A U.S. unit of Robert Bosch GmbH, the German auto-parts maker, won a ruling from a jury today that rival Pylon Manufacturing Corp. infringed one of its valid patents for high-performance windshield wipers.
The federal court jury in Wilmington, Delaware, deliberated about five hours after a six-day trial before also deciding that some claims of two other Bosch wiper patents are invalid because the inventions obviously weren’t new.
Pylon copied Bosch’s wiper because it “wanted to capitalize” on Bosch’s success, Bosch attorney Mark Hannemann told the jury of seven women and three men during the trial.
Pylon lawyer Gregory Hillyer told the jury that the patents were invalid because the inventions weren’t innovative and that Pylon’s products didn’t have the same features as Bosch’s did. “The patents should never have been issued,” he said.
Lawyers on both sides declined to comment after the verdict.
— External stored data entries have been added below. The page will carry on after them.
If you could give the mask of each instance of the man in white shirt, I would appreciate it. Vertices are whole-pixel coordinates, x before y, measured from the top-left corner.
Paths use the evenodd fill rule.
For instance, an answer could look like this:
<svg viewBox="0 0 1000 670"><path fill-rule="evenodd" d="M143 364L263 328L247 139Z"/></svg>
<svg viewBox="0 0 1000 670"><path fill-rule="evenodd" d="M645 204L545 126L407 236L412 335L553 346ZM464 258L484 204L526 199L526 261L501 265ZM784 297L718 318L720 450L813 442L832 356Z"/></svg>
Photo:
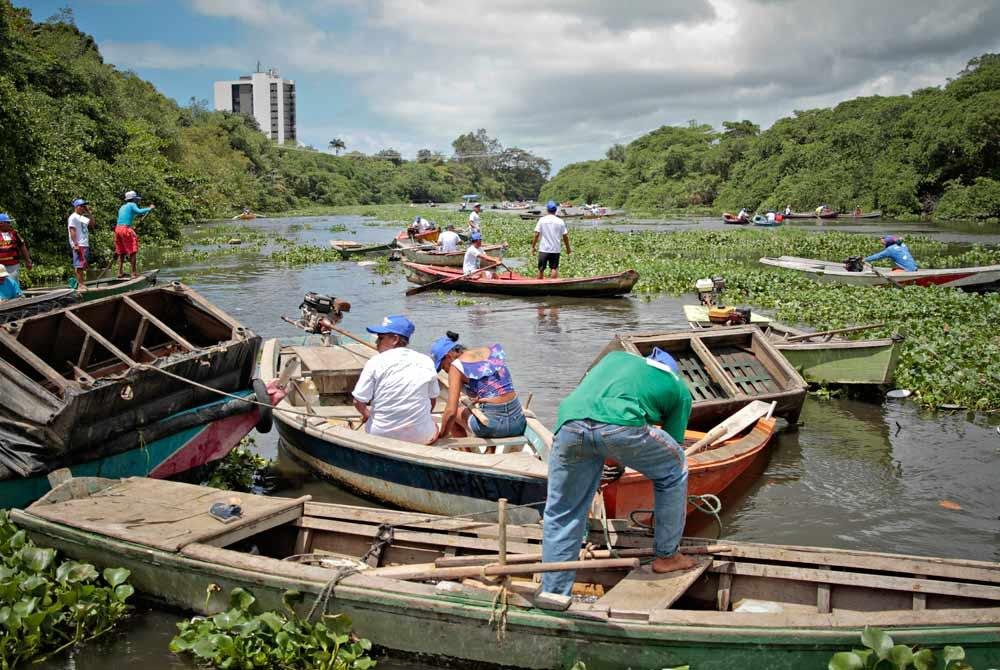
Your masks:
<svg viewBox="0 0 1000 670"><path fill-rule="evenodd" d="M368 359L354 386L354 407L365 430L394 440L430 444L437 437L431 410L441 387L429 356L407 349L416 328L401 314L370 326L379 353Z"/></svg>
<svg viewBox="0 0 1000 670"><path fill-rule="evenodd" d="M472 206L472 213L469 214L469 232L470 233L480 233L482 230L479 228L479 212L482 211L482 207L477 202Z"/></svg>
<svg viewBox="0 0 1000 670"><path fill-rule="evenodd" d="M73 213L66 220L69 246L73 250L73 270L76 272L76 290L86 291L87 266L90 264L90 229L94 221L90 207L83 198L73 201Z"/></svg>
<svg viewBox="0 0 1000 670"><path fill-rule="evenodd" d="M448 227L438 236L438 246L441 251L458 251L458 244L462 238L455 232L455 226L448 224Z"/></svg>
<svg viewBox="0 0 1000 670"><path fill-rule="evenodd" d="M531 253L538 249L538 278L545 278L546 266L550 268L549 279L559 278L559 251L562 244L566 245L566 255L569 256L572 250L569 248L569 233L566 224L556 216L555 201L549 200L545 205L548 214L538 219L535 224L535 237L531 240ZM539 244L541 241L541 244Z"/></svg>
<svg viewBox="0 0 1000 670"><path fill-rule="evenodd" d="M472 274L479 269L479 259L483 259L489 265L496 265L500 263L502 259L494 258L490 256L482 249L483 246L483 235L482 233L475 232L469 236L469 248L465 250L465 258L462 260L462 274ZM487 272L486 278L490 279L492 273Z"/></svg>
Bosch spokeswoman Cheryl Kilborn didn’t immediately return phone messages seeking comment. Pylon officials weren’t immediately available to comment.
Bosch sued Pylon, a subsidiary of Deerfield Beach, Florida- based Qualitor Inc., in 2008 for using protected inventions for wipers that more efficiently clear curved windshields and resist lifting at high speed due to the wind.
Bosch, based in Stuttgart, Germany, is a world leader in auto parts. Pylon distributes its wipers under the Toyota and Michelin brands to retailers including Wal-Mart Stores Inc., according to court documents.
The trial was supervised by U.S. District Judge Sue L. Robinson, who will hear post-trial motions on the verdict later. A trial on damages hasn’t yet been scheduled.
The case is Robert Bosch LLC v. Pylon Manufacturing Corp., 08CV542, U.S. District Court, District of Delaware (Wilmington).
To see the patents in the case: 6,944,905; 6,675,434; and 6,292,974.